Professional firefighters Pat Vining and Ben Spaulding share skills, train Saratoga volunteers
Professional firefighters Pat Vining and Ben Spaulding both moved to the Saratoga area in order to work for Sinclair, though they have found a purpose as training officers for the Saratoga Volunteer Fire Department (SVFD).
"You can really make anyone a firefighter," Vining said. "Especially now with as much as we train."
Vining and Spaulding have been working as firefighters together since their time working in Eaton, Colo. Vining moved to the Platte Valley about two years ago, with Spaulding coming this summer and taking over some responsibility training volunteers in Saratoga. The pair puts together regular training sessions that occur each Wednesday except the first one of the month.
"We train really well together," Vining said of the working relationship. Spaulding spent more time in Colorado working with larger departments and Vining has been here working in a small town and in an industrial format. Because of the way they can meld information together, Vining said they tend to pick up where one another leaves off.
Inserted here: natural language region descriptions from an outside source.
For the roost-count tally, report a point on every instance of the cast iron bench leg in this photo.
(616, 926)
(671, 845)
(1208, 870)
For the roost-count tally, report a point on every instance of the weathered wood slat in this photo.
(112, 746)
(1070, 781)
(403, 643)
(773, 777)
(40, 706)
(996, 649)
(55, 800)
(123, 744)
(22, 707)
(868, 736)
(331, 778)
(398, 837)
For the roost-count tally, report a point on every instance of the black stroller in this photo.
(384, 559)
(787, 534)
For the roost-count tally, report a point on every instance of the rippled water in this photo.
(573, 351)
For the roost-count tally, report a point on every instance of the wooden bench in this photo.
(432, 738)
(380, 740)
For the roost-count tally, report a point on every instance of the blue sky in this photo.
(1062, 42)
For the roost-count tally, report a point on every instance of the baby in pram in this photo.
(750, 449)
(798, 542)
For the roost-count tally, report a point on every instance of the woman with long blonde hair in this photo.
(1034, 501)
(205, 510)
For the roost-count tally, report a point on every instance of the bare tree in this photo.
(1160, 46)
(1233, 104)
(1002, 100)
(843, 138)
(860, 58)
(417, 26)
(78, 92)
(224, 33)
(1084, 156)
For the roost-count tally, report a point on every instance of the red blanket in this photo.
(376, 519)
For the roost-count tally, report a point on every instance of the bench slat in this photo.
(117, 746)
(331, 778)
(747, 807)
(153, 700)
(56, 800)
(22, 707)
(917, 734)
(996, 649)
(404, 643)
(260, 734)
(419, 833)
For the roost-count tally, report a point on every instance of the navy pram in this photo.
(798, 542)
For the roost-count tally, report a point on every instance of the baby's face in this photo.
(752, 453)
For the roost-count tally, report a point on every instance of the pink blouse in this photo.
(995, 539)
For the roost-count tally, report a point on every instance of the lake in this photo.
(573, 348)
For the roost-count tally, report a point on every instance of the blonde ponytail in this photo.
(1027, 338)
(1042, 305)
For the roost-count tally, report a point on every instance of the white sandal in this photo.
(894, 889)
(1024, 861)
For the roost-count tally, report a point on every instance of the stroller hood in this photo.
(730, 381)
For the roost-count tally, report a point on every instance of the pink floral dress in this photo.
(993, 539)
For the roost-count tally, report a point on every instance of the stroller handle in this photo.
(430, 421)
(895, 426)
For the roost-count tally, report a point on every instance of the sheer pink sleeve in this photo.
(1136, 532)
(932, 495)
Vining is a lieutenant as well as a training officer, and covers a wide range of roles during incidents at the SVFD. "I try to bring all the knowledge I learned from Colorado and traveling around the country doing trainings," Vining said. According to Vining, the goal of the training sessions is to show the volunteers things that they have not yet seen, but also to learn from them and their specific departmental practices. "It seems like over the last two years, we've really rejuvenated the whole department," Vining said, adding that the training sessions are well attended and, it seems, a lot of fun.
Spaulding is a former Marine who was introduced to firefighting though people that he met while in the service. According to Spaulding, the trainings help develop a broad base at the department. "It's more of developing certain specialty tactics as far as guys showing up, taking an officer role, taking an engineer role and assuming the firefighter role," Spaulding said, adding that while the base broadens, the individuals are fine-tuned.
Since Vining's time at the department, the volunteers have started out with the absolute basics-hose handling, searching homes, working on the rigs-and are beginning to progress to more advanced training, including different hose sizes, ways to get into homes based on the situations at the scene. "It's been nice progressing from basic to now. We're getting into more incident command type stuff," Vining said, noting the value of having a department where most of the volunteers can take on a leadership role at an incident, depending on who responds.
Vining describes incident command as "a lot of common sense" at its core, but the skills need to be trained over and over. Training and input from many people and departments overall adds to a healthy VFD with a varied toolbox of methods that work.
"The number one priority is that we want to make sure we're safe, but at the same time provide the best quality care and best resources we can apply to the person that we're running on," Spaulding said. "Because they're running on their worst day."
As the department training grows, specialty training will take place including swift water rescue, ice rescue and more trainings for search and rescue, adding rope rescue and high angle rescue trainings, Vining said. These outside trainings help with state certifications and advancement for volunteers, and help grow the department to a better SVFD than anyone had dreamed they would be, Vining said. According to Spaulding, building the foundation is vital for some potential different avenues and expansions that will hopefully be brought to the department in the future as Saratoga grows. Vining urges anyone interested in volunteering to contact the department to fill out an application.
Spaulding commends the volunteers for their willingness to learn and improve from outsiders, which had begun with Ryan Wells, a trainer that has basically stepped down since Spaulding's arrival, and Vining's work at the VFD. "The tactics that they have already started to put in place is light years ahead of some of the volunteer departments that I've seen out in Colorado," Spaulding said.